Bei anhaltender Kälte springt unser vegetatives Nervensystem – genauer: der Sympathikus – an. Er beginnt, die Blutgefäße in der Peripherie zu verengen, also etwa in den Händen oder Füßen. Ein Vorgang, der Zentralisation genannt wird. In dessen Verlauf wird das Blut von außen nach innen geleitet. Fangen wir an zu zittern, ist das ein Versuch des Körpers, Wärme zu produzieren.
Diese Reaktionen auf Kälte sind bei den meisten Menschen gleich – nicht aber der Punkt, an dem sie einsetzen. «Bei der Kälteempfindlichkeit gibt es individuell sehr große Unterschiede», sagt Ralf Brandes von der Goethe-Universität in Frankfurt. Differenzen gebe es zudem auch zwischen Körperregionen: «Wer ins kalte Wasser geht, merkt, dass die Beine etwa weniger kälteempfindlich sind als der Bauch», erläutert Brandes.

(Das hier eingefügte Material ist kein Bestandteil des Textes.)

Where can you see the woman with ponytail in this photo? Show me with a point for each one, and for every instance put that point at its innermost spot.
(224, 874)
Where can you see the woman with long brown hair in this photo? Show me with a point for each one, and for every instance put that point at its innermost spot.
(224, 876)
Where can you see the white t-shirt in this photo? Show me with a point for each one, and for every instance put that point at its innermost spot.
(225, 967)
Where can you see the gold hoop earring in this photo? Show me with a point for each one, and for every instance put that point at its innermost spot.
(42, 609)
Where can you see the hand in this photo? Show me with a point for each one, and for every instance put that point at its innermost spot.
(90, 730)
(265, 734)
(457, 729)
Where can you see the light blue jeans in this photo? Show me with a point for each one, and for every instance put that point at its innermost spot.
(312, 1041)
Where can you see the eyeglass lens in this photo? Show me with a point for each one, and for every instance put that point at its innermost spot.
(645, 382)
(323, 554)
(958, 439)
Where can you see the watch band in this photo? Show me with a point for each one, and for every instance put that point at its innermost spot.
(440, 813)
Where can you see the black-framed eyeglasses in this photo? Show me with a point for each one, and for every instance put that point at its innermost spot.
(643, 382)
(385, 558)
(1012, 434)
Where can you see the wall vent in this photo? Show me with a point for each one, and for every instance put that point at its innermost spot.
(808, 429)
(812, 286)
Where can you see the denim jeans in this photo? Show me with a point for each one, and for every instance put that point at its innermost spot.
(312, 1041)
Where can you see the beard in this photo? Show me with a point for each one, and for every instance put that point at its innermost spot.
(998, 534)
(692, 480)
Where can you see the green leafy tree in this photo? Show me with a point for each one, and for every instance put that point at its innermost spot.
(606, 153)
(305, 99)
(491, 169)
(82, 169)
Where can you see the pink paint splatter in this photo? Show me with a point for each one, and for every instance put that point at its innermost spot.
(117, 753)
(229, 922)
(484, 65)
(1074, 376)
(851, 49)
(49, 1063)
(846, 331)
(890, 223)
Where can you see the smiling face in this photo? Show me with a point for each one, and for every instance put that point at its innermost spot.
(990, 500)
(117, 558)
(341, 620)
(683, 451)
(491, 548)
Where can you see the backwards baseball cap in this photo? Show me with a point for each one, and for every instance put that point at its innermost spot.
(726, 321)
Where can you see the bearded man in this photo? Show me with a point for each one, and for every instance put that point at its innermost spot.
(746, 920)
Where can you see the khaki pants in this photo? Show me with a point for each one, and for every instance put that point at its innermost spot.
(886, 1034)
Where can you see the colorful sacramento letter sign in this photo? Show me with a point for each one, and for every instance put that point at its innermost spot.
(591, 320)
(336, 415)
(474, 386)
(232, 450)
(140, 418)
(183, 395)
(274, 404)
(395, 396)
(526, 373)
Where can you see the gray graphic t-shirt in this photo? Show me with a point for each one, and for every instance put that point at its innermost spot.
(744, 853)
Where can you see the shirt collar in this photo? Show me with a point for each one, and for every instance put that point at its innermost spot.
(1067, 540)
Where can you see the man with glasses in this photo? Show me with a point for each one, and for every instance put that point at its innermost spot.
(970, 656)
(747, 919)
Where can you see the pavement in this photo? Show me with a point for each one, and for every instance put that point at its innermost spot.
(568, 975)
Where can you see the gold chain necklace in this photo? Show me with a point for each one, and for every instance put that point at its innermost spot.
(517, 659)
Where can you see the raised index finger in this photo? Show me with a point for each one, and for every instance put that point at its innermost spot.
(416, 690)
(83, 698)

Frauen neigen häufig eher zum Frieren. «Männer haben hingegen meist einen höheren Anteil an Muskelmasse, eine dickere Haut und ein besseres Oberflächen-Volumen-Verhältnis», erklärt Thomas Korff von der Universität Heidelberg. Ebenso spiele das Alter eine Rolle. «In der Regel können junge Erwachsene am besten mit niedrigen Temperaturen umgehen, da sie einen höheren Grundumsatz haben.»
Der Grundumsatz beschreibt, wie viel Energie ein Mensch grundsätzlich über den Tag produziert – ein Prozess, der bei älteren Menschen eher vermindert sei, da sie im Durchschnitt weniger Muskelmasse hätten, erklärt der Physiologe. «Ein höherer Muskelanteil sorgt dafür, dass mehr Wärme im Körper produziert wird.»
Ein anderer Faktor könnten bestimmte Gene sein. So stellte ein Forschungsteam unter Leitung des schwedischen Karolinska Institutet fest, dass jedem fünften Menschen weltweit das Protein Alpha-Actinin-3 in den Muskelfasern fehlt. Ein solcher Mangel verbessert die Kältetoleranz. Wie die Wissenschaftler vermuten, bedeutete die Genmutation wahrscheinlich einen evolutionären Vorteil, als die Menschen vor mehr als 50.000 Jahren von Afrika nach Europa migrierten.